ECLI:NL:GHSHE:2024:3393 - Gerechtshof 's-Hertogenbosch - 17 oktober 2024
Arrest
Arrest inhoud
Wrakingskamer
registratienummer wraking 200.346.729/01datum beslissing 17 oktober 2024
in de zaak met zaaknummer 200.346.729/01 van:
geboren op [geboortedatum] 1957 te [geboorteplaats] , wonende aan [adres] te ( [postcode] ) [woonplaats] , thans verblijvende in de P.I. te [plaats] ,
hierna te noemen: [verzoeker] ,
strekkende tot wraking van, zo begrijpt de wrakingskamer, ‘de rechters van het gerechtshof ’s-Hertogenbosch’ die hebben beslist op zijn zaak.
Het procesverloop
1.1. Het hof heeft op 18 september 2024 onder parketnummer eerste aanleg [parketnummer 1] het hoger beroep van [verzoeker] – waarin hij, kort gezegd, opkomt tegen het door de rechtbank gegeven bevel tot gevangenhouding – afgewezen en voorts het verzoek tot schorsing van zijn voorlopige hechtenis afgewezen.

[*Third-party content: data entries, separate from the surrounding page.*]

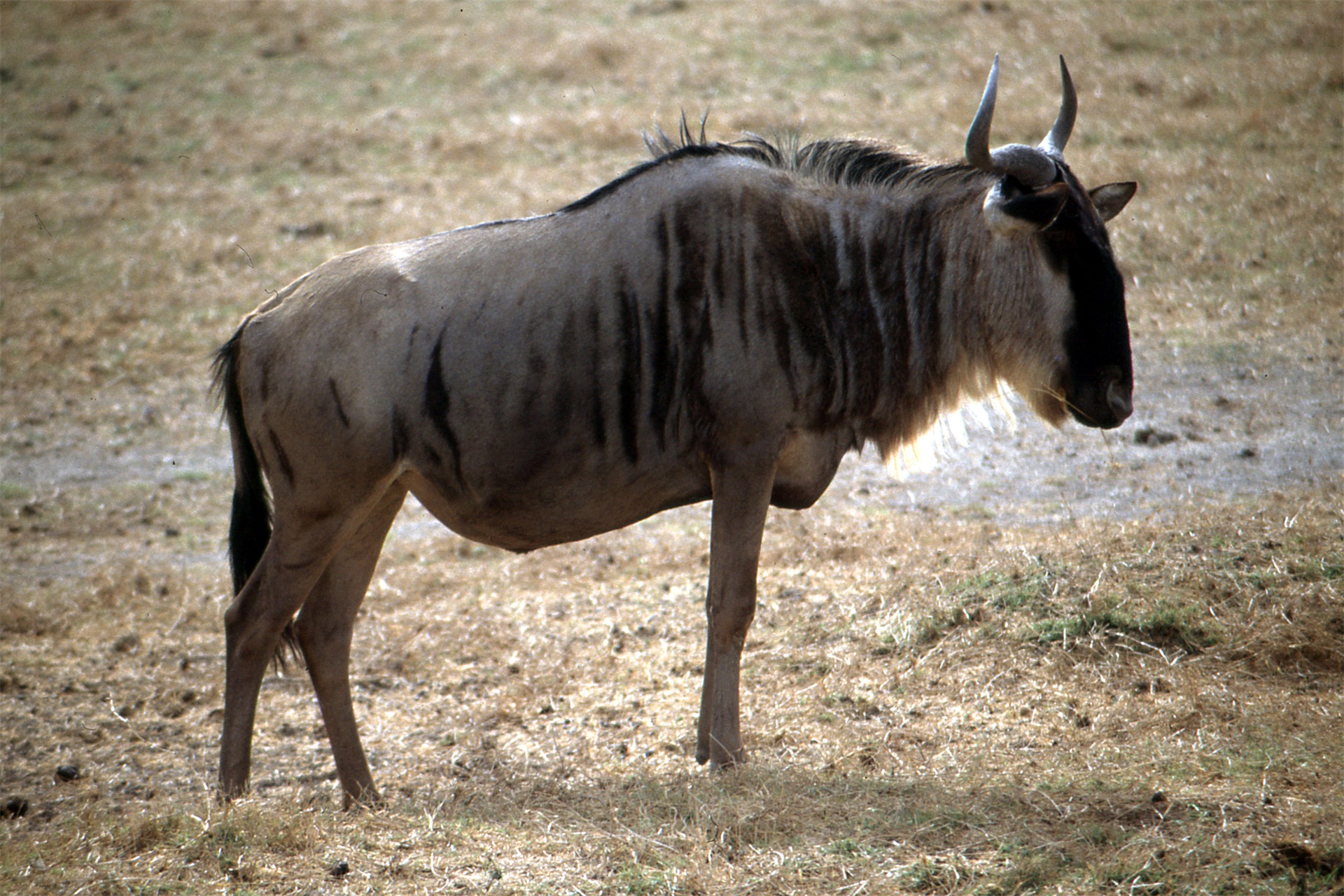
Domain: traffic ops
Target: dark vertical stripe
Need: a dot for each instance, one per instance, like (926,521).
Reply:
(437,406)
(340,409)
(598,375)
(632,365)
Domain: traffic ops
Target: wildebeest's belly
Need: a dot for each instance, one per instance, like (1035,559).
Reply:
(553,504)
(540,512)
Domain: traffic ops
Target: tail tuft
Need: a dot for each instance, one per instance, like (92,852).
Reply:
(249,526)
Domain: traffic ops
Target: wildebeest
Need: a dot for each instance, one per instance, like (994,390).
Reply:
(722,323)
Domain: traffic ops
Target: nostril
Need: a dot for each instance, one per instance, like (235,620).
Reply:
(1119,399)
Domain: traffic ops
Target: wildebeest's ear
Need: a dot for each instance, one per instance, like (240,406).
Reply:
(1038,209)
(1110,198)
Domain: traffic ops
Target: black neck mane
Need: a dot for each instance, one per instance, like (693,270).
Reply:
(844,162)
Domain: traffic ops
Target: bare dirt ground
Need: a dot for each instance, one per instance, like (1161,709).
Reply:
(1059,662)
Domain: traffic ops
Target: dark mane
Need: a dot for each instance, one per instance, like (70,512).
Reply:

1.2. Op 2 oktober 2024 is bij het hof, gericht aan de wrakingskamer gerechtshof ’s- Hertogenbosch, een handgeschreven brief van [verzoeker] binnengekomen onder vermelding van parketnummer [parketnummer 2] waarin hij ‘de rechter wraakt’.
1.3. De wrakingskamer heeft vervolgens dit verzoek in raadkamer behandeld.
Ontvankelijkheid van het verzoek
2.1. Ingevolge artikel 512 Sv kan ieder van de rechters die een zaak behandelen worden gewraakt op grond van feiten of omstandigheden waardoor de rechterlijke onpartijdigheid schade zou kunnen lijden. Op grond van artikel 513, lid 2, Sv moet een wrakingsverzoek worden gemotiveerd. Dit houdt in dat het verzoek de feiten of omstandigheden dient te vermelden waardoor volgens de verzoeker de rechterlijke onpartijdigheid schade zou kunnen lijden. Een verzoek voldoet niet aan de motiveringseis als iedere motivering ontbreekt. Daarvan is slechts sprake als ondubbelzinnig kan worden vastgesteld dat in het verzoek geen enkel feit en geen enkele omstandigheid is vermeld waaruit kan volgen dat de rechterlijke onpartijdigheid van de desbetreffende rechter schade kan lijden of dat daarvoor een objectief gerechtvaardigde vrees bestaat. Een dergelijk verzoek kan niet worden aangemerkt als een wrakingsverzoek in de zin van artikel 512 Sv.
2.2. Uit de vier pagina’s tellende brief van [verzoeker] maakt de wrakingskamer op dat [verzoeker] van mening is dat hij door het hof ’s-Hertogenbosch onterecht is veroordeeld, dat de rechter hem niet serieus neemt, hem niet vertrouwt en hem niet gelooft.
2.3. De wrakingskamer is van oordeel dat uit de brief van [verzoeker] geen concrete feiten en omstandigheden naar voren komen die zouden kunnen meebrengen dat de rechterlijke onpartijdigheid bij de behandeling van het hoger beroep schade zou kunnen lijden of dat daarvoor een objectief gerechtvaardigde vrees bestaat. Het onderhavige verzoek voldoet niet aan de eis dat het verzoek tot wraking is gemotiveerd en kan dus niet worden aangemerkt als wrakingsverzoek in de zin van artikel 512 Sv. Om die reden zal de wrakingskamer het verzoek buiten behandeling stellen.
2.4. De wrakingskamer overweegt ten slotte dat met de beslissing van 18 september 2024 de behandeling bij het gerechtshof is geëindigd en dat er geen sprake meer is van een ‘rechter die de zaak behandelt’ in de zin van artikel 512 Sv. Aangezien een wrakingsverzoek slechts kan worden gedaan tegen een rechter die met de behandeling van een zaak is belast, is er geen rol meer weggelegd voor de wrakingskamer, zie HR 2 november 2010, ECLI:NL:HR:2010:BN2366 (https://deeplink.rechtspraak.nl/uitspraak?id=ECLI:NL:HR:2010:BN2366).
3. De beslissing
Het hof:
stelt het verzoek buiten behandeling;
beveelt de onverwijlde mededeling van deze beslissing aan de verzoeker.
Deze beslissing is gegeven door mrs. J.W. Van Rijkom, J.M. van der Vegt en A.C. Bosch, in tegenwoordigheid van mr. D. van der Horst, griffier, en in het openbaar uitgesproken op 17 oktober 2024.
Mr. Van Rijkom is buiten staat deze beslissing te ondertekenen.